### Adventures in Software Engineering #1

This simple exercise shows how to handle a text file whose content is slightly off specification.

The `csv` module is intended to handle files containing comma-separated data. Such data is sourced
by many different utilities, not all of which correctly observe specifications. I found one such
file in my own data, a list of videos.

In [None]:
import csv

In [None]:
reader = csv.reader(open("data/videos.txt", "r"))
reader

In [None]:
next(reader)

As you might spot, there are some very funny things going on in this file.
Let's take a look at the first few lines of data.

In [None]:
open("data/videos.txt", "r").readlines()[:5]

The issue here is the spaces that follow the commas intended to separate the fields.
This is causing the following double-quote to _not_ be treated as a field delimiter.

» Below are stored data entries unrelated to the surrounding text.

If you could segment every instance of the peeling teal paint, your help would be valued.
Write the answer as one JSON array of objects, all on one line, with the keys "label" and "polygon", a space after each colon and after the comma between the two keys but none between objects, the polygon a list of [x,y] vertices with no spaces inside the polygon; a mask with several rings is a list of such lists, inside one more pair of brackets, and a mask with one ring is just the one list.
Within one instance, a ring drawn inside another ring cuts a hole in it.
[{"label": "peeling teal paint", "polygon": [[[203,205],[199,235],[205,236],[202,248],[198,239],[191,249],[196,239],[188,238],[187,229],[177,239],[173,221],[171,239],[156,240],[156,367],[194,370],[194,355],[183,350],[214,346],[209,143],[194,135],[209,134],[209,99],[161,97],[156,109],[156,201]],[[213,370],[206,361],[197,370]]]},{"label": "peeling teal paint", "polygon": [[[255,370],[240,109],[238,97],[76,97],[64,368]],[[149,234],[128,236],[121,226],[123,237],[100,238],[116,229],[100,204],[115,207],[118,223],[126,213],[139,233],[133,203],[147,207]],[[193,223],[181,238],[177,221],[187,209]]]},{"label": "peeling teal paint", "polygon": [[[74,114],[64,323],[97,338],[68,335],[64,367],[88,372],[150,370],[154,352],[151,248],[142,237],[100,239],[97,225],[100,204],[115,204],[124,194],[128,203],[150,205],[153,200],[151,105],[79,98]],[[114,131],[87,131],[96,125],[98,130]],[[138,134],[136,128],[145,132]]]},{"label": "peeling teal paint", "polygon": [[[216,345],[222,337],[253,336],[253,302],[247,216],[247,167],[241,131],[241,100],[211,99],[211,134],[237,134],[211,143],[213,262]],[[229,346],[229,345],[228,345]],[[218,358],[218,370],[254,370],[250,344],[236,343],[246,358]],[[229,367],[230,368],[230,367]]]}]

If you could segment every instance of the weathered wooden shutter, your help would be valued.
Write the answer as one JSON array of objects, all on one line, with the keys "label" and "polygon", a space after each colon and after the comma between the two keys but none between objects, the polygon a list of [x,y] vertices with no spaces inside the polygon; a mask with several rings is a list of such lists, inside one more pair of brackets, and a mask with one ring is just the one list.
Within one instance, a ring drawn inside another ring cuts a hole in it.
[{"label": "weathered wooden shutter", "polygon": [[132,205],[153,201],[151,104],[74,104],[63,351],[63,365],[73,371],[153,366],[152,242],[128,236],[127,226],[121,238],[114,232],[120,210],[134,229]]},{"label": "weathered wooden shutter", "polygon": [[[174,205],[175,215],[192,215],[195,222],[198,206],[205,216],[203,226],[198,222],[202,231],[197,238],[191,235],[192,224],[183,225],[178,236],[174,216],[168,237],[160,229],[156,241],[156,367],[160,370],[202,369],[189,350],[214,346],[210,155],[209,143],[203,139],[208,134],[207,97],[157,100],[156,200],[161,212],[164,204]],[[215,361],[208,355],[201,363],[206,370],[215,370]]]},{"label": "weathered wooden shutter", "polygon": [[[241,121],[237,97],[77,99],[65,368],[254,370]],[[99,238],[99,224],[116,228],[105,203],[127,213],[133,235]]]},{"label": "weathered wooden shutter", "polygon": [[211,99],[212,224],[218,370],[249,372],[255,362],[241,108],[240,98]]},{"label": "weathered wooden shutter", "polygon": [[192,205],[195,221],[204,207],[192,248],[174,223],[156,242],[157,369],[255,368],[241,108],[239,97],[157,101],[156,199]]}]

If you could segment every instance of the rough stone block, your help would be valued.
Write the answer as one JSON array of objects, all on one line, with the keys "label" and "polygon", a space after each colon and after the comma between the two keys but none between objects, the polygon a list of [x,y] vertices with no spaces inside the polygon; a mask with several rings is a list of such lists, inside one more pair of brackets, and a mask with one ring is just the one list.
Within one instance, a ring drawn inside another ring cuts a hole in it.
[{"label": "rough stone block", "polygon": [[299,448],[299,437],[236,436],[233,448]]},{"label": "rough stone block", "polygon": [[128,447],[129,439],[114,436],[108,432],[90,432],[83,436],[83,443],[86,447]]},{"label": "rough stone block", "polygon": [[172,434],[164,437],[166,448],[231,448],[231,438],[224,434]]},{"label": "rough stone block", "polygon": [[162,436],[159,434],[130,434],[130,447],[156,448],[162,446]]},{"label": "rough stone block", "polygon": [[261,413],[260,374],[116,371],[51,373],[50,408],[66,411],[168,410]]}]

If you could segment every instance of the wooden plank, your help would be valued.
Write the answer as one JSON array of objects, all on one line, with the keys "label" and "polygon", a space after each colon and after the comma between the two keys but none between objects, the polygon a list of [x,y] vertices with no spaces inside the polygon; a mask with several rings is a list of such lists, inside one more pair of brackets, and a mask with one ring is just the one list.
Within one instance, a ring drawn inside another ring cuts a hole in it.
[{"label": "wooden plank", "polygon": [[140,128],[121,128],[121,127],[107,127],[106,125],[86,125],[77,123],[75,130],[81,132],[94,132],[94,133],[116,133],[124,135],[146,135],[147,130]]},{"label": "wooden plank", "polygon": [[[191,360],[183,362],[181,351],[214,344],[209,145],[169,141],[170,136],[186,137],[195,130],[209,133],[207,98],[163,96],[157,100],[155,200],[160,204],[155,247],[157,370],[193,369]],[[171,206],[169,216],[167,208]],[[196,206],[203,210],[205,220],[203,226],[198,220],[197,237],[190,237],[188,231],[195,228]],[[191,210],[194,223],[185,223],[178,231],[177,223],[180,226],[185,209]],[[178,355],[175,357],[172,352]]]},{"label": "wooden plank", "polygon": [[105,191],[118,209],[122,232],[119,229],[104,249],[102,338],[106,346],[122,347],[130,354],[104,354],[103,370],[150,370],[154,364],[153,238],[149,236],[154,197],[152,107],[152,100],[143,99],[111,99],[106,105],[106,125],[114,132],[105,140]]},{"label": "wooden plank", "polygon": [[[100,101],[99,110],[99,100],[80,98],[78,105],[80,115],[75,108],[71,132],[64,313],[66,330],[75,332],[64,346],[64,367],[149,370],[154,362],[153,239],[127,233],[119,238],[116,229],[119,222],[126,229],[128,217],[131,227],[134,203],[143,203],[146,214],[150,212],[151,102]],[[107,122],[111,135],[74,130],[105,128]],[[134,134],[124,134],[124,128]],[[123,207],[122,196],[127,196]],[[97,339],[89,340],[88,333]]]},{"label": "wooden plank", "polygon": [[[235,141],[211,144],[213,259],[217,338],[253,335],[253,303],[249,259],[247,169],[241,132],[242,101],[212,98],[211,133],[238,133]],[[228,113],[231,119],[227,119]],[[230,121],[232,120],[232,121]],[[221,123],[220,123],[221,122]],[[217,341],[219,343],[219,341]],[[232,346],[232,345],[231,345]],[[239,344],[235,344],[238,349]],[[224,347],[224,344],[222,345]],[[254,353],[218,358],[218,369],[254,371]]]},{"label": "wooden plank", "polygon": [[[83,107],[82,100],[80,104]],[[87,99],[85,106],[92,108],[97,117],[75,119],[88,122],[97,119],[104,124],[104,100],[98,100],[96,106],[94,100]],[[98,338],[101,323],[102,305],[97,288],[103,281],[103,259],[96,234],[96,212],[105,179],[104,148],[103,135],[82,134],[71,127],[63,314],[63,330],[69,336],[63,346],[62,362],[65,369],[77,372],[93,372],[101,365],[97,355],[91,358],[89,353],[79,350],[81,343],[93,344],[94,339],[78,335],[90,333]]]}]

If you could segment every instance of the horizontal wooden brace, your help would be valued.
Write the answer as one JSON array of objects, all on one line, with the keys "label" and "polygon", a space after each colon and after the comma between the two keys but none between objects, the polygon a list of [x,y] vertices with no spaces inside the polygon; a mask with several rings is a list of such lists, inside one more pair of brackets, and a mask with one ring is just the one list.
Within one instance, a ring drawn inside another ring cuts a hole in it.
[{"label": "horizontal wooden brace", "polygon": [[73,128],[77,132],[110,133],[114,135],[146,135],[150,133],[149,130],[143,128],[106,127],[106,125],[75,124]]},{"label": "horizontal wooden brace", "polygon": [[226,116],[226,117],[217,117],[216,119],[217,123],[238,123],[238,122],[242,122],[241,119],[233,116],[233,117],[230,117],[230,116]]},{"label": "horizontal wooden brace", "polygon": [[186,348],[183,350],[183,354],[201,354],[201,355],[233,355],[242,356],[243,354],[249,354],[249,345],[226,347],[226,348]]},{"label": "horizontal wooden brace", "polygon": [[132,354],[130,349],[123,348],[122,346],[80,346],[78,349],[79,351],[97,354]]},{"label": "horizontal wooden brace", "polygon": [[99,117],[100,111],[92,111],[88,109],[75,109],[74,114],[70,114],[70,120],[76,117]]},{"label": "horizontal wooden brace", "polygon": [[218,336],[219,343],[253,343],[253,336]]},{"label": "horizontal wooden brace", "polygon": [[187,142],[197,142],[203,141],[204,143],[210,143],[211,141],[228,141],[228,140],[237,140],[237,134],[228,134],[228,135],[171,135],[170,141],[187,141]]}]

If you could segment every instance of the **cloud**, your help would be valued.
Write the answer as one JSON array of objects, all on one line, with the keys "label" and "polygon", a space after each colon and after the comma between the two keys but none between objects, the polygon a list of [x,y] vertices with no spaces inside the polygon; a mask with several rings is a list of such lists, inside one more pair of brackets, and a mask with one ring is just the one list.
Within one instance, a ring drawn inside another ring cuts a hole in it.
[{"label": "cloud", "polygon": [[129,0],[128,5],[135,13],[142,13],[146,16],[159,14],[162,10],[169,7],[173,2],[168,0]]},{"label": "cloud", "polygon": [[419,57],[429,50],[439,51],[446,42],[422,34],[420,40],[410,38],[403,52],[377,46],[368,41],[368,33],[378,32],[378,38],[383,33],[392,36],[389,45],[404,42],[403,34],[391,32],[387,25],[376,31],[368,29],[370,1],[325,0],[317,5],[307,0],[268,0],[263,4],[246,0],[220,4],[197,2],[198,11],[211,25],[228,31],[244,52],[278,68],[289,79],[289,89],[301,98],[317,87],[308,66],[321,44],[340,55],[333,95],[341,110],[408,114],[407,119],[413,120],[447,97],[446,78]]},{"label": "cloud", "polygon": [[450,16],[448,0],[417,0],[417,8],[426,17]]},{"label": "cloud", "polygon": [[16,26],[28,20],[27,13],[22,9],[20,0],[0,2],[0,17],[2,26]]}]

The `csv` module allows you to define _dialects_, which affect how the file is interpreted.
Since this is a very simple issue, however, I chose instead to create a object that could
be used instead of the file, masking the defects of the original data.

Python's `io` module defines the `BytesIO` object, essentially an in-memory replacement for the binary file.
Below I create one by concatenating all the lines of the input file after removing the space in
any occurrence of the sequence `'", "'`, rendering it `'","'` instead.
Note, however, that this operation should really be a string operation.

In [None]:
from io import BytesIO

In [None]:
file = open("data/videos.txt", "r")
newfile = BytesIO("".join(line.replace('", "', '","') for line in file))

Rewinding the `StringIO` to the beginning of its content with the `.seek()` method allows
you to use it as the argument when creating a new `csv.reader ` object.
Iterating over that object shows the data being interpreted correctly

In [None]:
newfile.seek(0)
list(t for t in csv.reader(newfile))